Open CasperWA opened 2 years ago
Why is it needed? Isn't it a big change for the framework? Will it destroy compatibility with previous plugins?
We're trying to not destroy compatibility with previous plugins, but only for a while. Our intention is to move to a more minimalized session, and keep data in a semantic container, in the default case a DLite collection. However, it could be using any framework for this, internally, this depends mainly on the strategies and the overall service that installs this package and a select group of plugin packages.
See also the description of session_type
/session_id
in suggested in issue #177.
In addition to them, the download strategy needs a standard way to communicate how to retrieve the downloaded content, e.g. the key under which the content is stored in the data cache. Note that the download strategy has no idea about the meaning of the downloaded content, so it make no sense for it to try to use session_id
to store (the reference to) the content within the underlying interoperability platform.
Would introducing standard download_type
/download_key
fields in the session be sufficient? For example
download_type="datacache"
download_key="7e9a7074-a72b-4ccd-9580-7cfd7be516c0" # a hash of the downloaded content used as key in the datacache
To not bother all parse strategies with these details, OTEAPI could provide a utility function get_downloaded_content(session)
that returns the downloaded content. That would also make it much easier to change things later.
Note, if we have several download strategies after each other in one pipeline this wouldn't work. But that is not how the pipelines are supposed to be used. However, the following should actually work
pipe1 = download1 >> parse1 >> mapping1
pipe2 = download2 >> parse2 >> mapping2
pipe3 = pipe1 + pipe2 >> mapping3 >> transformation
pipe3.get()
since the get() method of parse1
will see the values of download_type
/download_key
assigned by download1
while parse2
will see the values of download_type
/download_key
assigned by download2
.
When splitting the dataresource datamodel into download (may be called dataresource) and parse, it was suggested that mediaType
should be in the download datamodel. But its value is needed by the parse strategy, so the download needs somehow to also communicate this to the parse strategy. Maybe yet a new standard download_mediaType
field in the session is required for this?
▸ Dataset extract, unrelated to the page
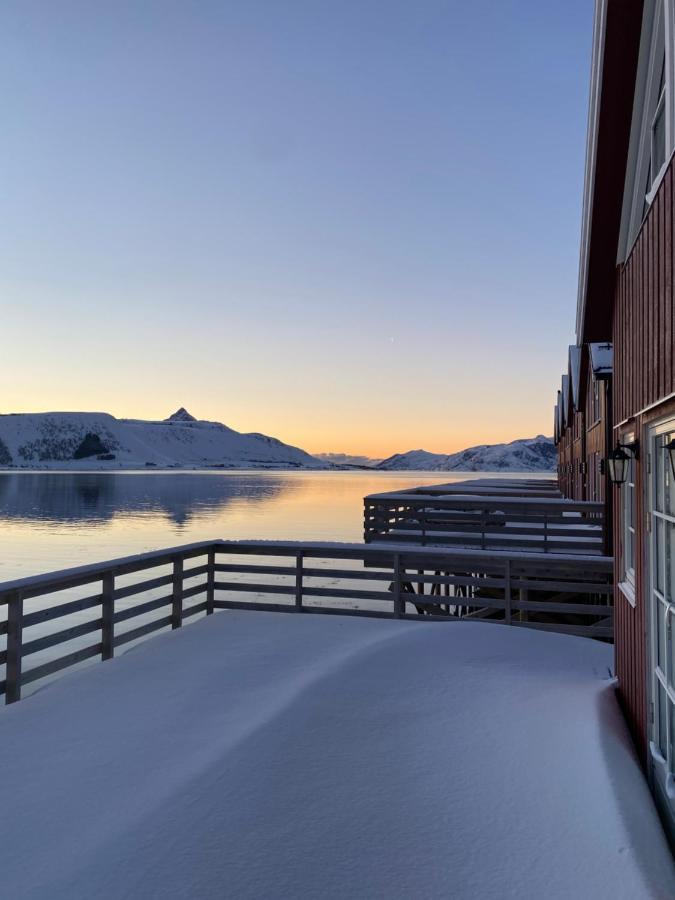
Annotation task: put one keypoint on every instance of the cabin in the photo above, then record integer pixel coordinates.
(620, 377)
It may be generalised to download_configuration
if we expect that the parse strategy may utilise more fields from the download configuration.
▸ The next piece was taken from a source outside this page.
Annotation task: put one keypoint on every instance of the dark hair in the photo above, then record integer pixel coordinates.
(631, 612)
In addition to session_type
and session_id
suggested in issue #177, we may also need a session_configuration
field of type dict. For instance, for a "dlite" session on a distributed system, we need to specify which storage to store the collection in for communication between strategies. Such information could go into session_configuration
.
An important question that has not been answered here is where the session_type
, session_id
and session_configuration
should be provided. These fields are unrelated to the data documentation and therefore doesn't belong to the configuration of the individual strategies.
This is the same question as addressed in issue #211.
In a recent discussion between @quaat, @jesper-friis and myself, we decided to move in a direction where the session object is not used to transfer data in any way, but rather reference semantic objects (like DLite collections or OSP-Core entities) in which the data is put/stored, which can then be referenced and invoked in the individual strategies as needed.
A first step to moving in this direction is to expand the
SessionUpdate
pydantic model with some minimum fields that may not be overwritten in sub-classes and are information complete with respect to retrieving the semantic object and understanding which framework to use (DLite, OSP-Core, etc.).